Biochar is a carbon-rich soil amendment obtained by anaerobic pyrolysis of organic feedstock like plant residue (e.g., wood). It not only provides a direct and slow-to-decompose carbon source to build topsoil but also can reduce non-CO2 GHG emissions by as much as 50%, increase yield, and improve soil phosphorus availability. The sticking point is that biochar has many hurdles to overcome for scaled use. In lieu of upcoming promises stemming from COP26, following the broad interest in feedstocks for circular-economy opportunities, especially in agriculture, and the tremendous interest in decarbonization across industries, Lux is revisiting the potential of biochar to understand whether technology opportunities are emerging to overcome its hurdles and create a novel path toward expanded commercialization.
The state of biochar as a soil amendment
The current implementation of biochar in agriculture is limited to potting soil mix applied domestically, in the greenhouse, and for high-value crops in the United States and Europe. In the United States, the momentum for biochar application is limited to the West Coast, where feedstock is ample. This reflects a common trend globally. According to the International Biochar Initiative, more than 150 companies sell biochar worldwide, of which 90% focus on small specialty retail markets like nursery and garden centers, and 10% focus on larger markets like agricultural land-remediation projects. Commercial-scale production requires a large and consistent supply of feedstock and relatively sophisticated pyrolysis techniques, which makes the cost to produce and sell biochar much higher than its potential ROI.
Technology enablement of biochar
Although pyrolysis techniques are showing limited innovation, there is recent momentum toward creating value-added biochar. The term “value-added” is becoming commonplace in academic research around biochar's application in agriculture (Figure 1). Despite the high production and scalability challenges, value-added biochar is gaining some early traction in both private and public sectors because of potential reduced carbon footprint and lower input levels. Value-added biochar is still produced from plant feedstock, but the biochar is then amended with soil microbes capable of biostimulation or improving nutrient-use efficiency by the crop or nutrient availability in the soil. Another amendment is with macro-and micronutrients, often from an organic source. This strategy is most prominent among players emerging in the last five years. Lux recently investigated the value-added biochar space to determine how quickly this emerging opportunity is evolving.

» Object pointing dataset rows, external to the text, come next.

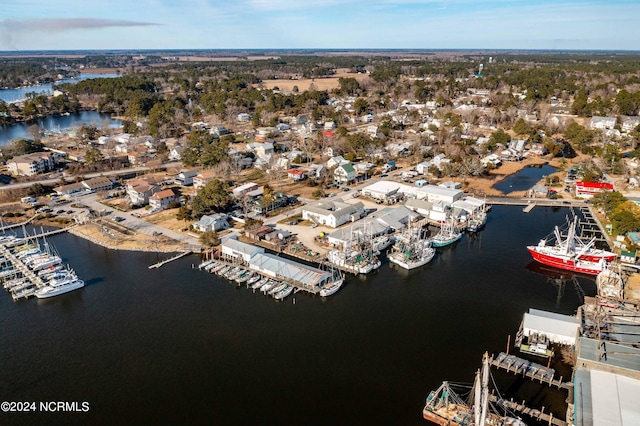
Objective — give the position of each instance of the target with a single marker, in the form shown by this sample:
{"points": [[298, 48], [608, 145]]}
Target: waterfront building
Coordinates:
{"points": [[332, 213], [589, 189], [32, 164], [214, 222]]}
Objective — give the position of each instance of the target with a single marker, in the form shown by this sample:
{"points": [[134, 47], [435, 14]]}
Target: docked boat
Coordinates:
{"points": [[284, 292], [411, 251], [259, 283], [277, 288], [331, 287], [571, 253], [477, 221], [59, 286], [353, 261], [609, 284], [448, 234], [447, 406], [268, 286]]}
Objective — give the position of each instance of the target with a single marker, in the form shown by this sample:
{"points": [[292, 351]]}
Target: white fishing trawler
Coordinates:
{"points": [[411, 250], [60, 285], [449, 234]]}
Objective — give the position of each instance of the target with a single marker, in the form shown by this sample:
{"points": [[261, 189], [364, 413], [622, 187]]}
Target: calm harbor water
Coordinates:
{"points": [[178, 346], [524, 179], [58, 123], [14, 95]]}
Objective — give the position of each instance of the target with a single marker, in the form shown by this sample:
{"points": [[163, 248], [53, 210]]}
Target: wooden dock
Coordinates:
{"points": [[16, 225], [164, 262], [531, 412], [535, 372]]}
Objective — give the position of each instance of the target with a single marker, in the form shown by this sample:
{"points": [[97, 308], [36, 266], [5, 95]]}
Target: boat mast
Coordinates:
{"points": [[477, 398], [485, 389]]}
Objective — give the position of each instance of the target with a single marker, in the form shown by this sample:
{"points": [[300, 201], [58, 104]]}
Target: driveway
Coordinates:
{"points": [[136, 224]]}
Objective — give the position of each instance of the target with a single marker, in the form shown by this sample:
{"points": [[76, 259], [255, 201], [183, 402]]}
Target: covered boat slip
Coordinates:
{"points": [[301, 276], [542, 327], [606, 398]]}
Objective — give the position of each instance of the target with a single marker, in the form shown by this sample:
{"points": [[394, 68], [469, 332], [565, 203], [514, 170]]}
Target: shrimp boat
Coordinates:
{"points": [[444, 406], [411, 251], [571, 253], [448, 234]]}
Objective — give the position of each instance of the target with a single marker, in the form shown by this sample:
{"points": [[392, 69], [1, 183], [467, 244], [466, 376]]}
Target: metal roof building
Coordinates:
{"points": [[562, 329], [281, 268]]}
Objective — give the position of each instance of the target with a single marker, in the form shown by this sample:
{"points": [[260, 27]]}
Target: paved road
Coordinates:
{"points": [[134, 223], [56, 181]]}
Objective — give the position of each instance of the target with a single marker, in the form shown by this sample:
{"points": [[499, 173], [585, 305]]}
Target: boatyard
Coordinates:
{"points": [[30, 269]]}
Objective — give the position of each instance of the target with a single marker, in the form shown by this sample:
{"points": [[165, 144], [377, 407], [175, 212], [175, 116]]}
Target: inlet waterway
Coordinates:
{"points": [[179, 346], [58, 124], [19, 94], [524, 179]]}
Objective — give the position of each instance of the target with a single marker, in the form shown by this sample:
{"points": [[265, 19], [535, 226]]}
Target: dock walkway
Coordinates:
{"points": [[164, 262], [515, 365], [531, 412]]}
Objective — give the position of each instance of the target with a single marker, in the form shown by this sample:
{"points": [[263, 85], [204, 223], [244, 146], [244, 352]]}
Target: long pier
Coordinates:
{"points": [[536, 372], [531, 412], [164, 262], [16, 225]]}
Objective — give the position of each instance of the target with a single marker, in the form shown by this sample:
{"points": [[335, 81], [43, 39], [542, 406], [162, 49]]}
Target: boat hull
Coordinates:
{"points": [[410, 265], [444, 243], [48, 291], [583, 266]]}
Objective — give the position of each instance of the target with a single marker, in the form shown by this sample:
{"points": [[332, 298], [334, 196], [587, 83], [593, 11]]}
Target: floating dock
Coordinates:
{"points": [[537, 372]]}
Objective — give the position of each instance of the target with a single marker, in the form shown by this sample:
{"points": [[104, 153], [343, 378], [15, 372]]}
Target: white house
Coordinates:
{"points": [[332, 213], [630, 123], [344, 173], [336, 161], [161, 200], [215, 222], [176, 153], [602, 123], [185, 178]]}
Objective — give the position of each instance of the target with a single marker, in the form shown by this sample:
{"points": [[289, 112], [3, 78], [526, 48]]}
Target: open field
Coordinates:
{"points": [[304, 84]]}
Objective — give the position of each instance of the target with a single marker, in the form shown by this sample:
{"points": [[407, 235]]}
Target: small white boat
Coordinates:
{"points": [[284, 292], [268, 286], [331, 288], [258, 284], [255, 278], [277, 288], [59, 286]]}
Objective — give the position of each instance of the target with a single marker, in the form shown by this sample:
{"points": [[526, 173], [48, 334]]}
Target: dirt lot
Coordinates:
{"points": [[303, 84]]}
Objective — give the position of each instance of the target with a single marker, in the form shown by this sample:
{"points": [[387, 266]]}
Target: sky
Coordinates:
{"points": [[318, 24]]}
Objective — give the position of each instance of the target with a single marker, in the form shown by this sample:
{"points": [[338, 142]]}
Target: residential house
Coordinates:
{"points": [[185, 177], [176, 153], [602, 123], [344, 174], [317, 171], [332, 213], [241, 190], [589, 189], [262, 205], [336, 161], [161, 199], [218, 131], [296, 175], [243, 117], [629, 123], [139, 191], [215, 222], [202, 179], [100, 183], [32, 164]]}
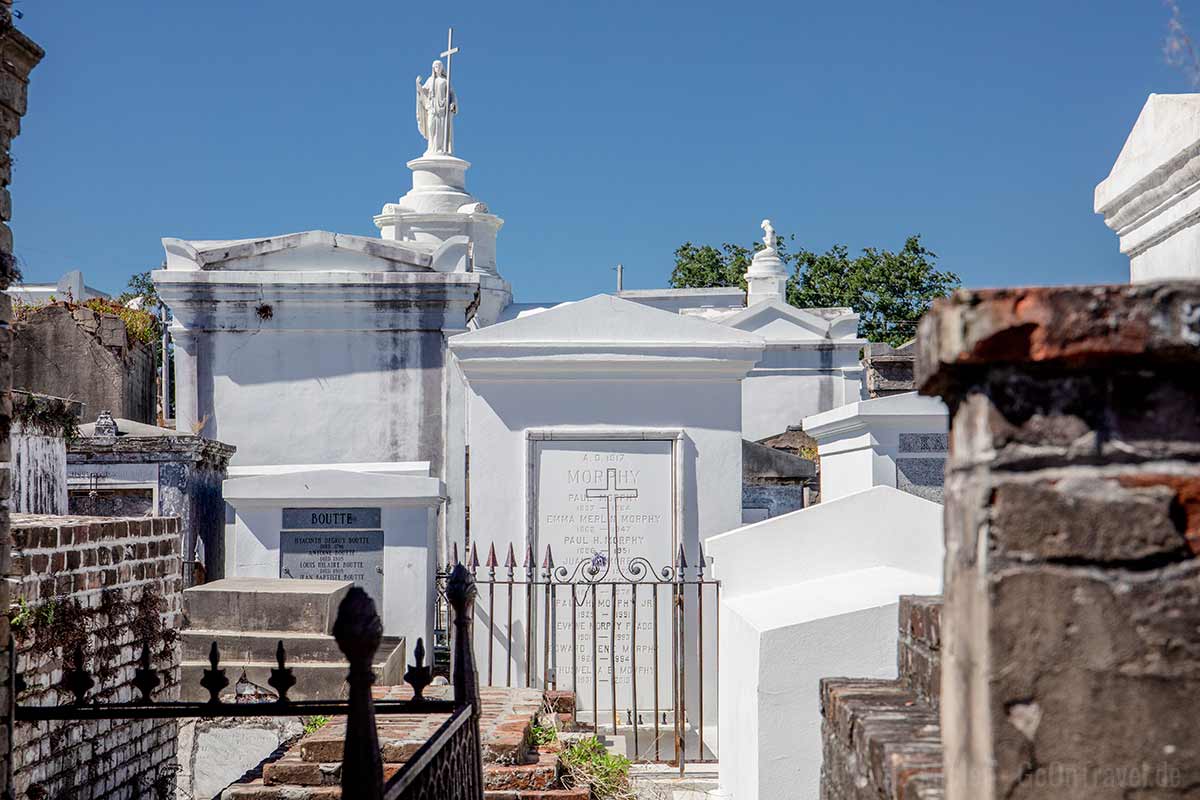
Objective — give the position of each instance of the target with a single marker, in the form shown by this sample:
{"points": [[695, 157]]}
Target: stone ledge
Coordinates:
{"points": [[513, 769], [880, 741]]}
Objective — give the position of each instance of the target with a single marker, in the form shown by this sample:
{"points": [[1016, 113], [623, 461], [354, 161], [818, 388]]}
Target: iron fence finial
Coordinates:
{"points": [[77, 680], [282, 679], [419, 675], [145, 678]]}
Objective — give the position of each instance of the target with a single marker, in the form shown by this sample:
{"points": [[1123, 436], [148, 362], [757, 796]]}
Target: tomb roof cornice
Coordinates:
{"points": [[863, 415], [664, 366], [323, 486]]}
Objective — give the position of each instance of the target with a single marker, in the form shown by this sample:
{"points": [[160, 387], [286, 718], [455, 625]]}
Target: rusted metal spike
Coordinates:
{"points": [[419, 675], [282, 679], [145, 678], [214, 679], [77, 680]]}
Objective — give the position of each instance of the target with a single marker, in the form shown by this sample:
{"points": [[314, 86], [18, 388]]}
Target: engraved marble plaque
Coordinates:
{"points": [[330, 552]]}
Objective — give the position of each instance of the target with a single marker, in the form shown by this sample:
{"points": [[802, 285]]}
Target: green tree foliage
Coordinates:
{"points": [[889, 290]]}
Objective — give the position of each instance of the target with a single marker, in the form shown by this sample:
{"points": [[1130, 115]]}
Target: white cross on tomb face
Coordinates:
{"points": [[611, 492]]}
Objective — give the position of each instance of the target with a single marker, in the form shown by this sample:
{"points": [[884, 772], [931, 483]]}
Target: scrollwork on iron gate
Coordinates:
{"points": [[531, 593]]}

Figure 1: Research articles for value-added biochar in agriculture applications
The research showed that a small list of players is developing commercialization of value-added biochar. Lux reviewed seven of them and identified two innovation strategies:
- Integration of additional inputs directly into biochar – Companies including bio365 have products with organic fertilizers, microbes, and media along with biochar that help in the efficient delivery of nutrients and water.
Coapplication of biochar with crop nutrition alternatives – Companies including Smart Microbes develop products that may be coapplied with biochar assets.
In the above table, Symsoil, CharGrow, and bio365 integrate additional inputs like microbes, fungal foods, humic acids, organic compost, organic worm castings, and mineral powders with biochar for better water and nutrient absorption by plants. This also helps in the slow release of fertilizers that could improve microbial activity in the soil. On the other hand, Smart Microbes, Pacific Biochar, and Mirimichi Green have products that activate the biochar, which helps enhance its full potential as a soil amendment.
Cost and feedstock availability continue to challenge conventional agriculture's use of biochar, but its application as a value-added input deserves exploration. Most of the value-added biochar products are amended with soil microbes and organic fertilizers and applied directly to the soil, but companies can't yet provide clear and reliable application recommendations or potential ROI.
Value-added biochar options are commercially available but are at an early stage of development. Monitor players like those listed above and look to strengthen these technology offerings. While exploring the opportunity, keep the following three criteria in mind:
Has the player clearly outlined an application strategy and potential outcomes?
Does it have a supply for large-scale opportunities?
Does the product overcome the cost hurdle for biochar?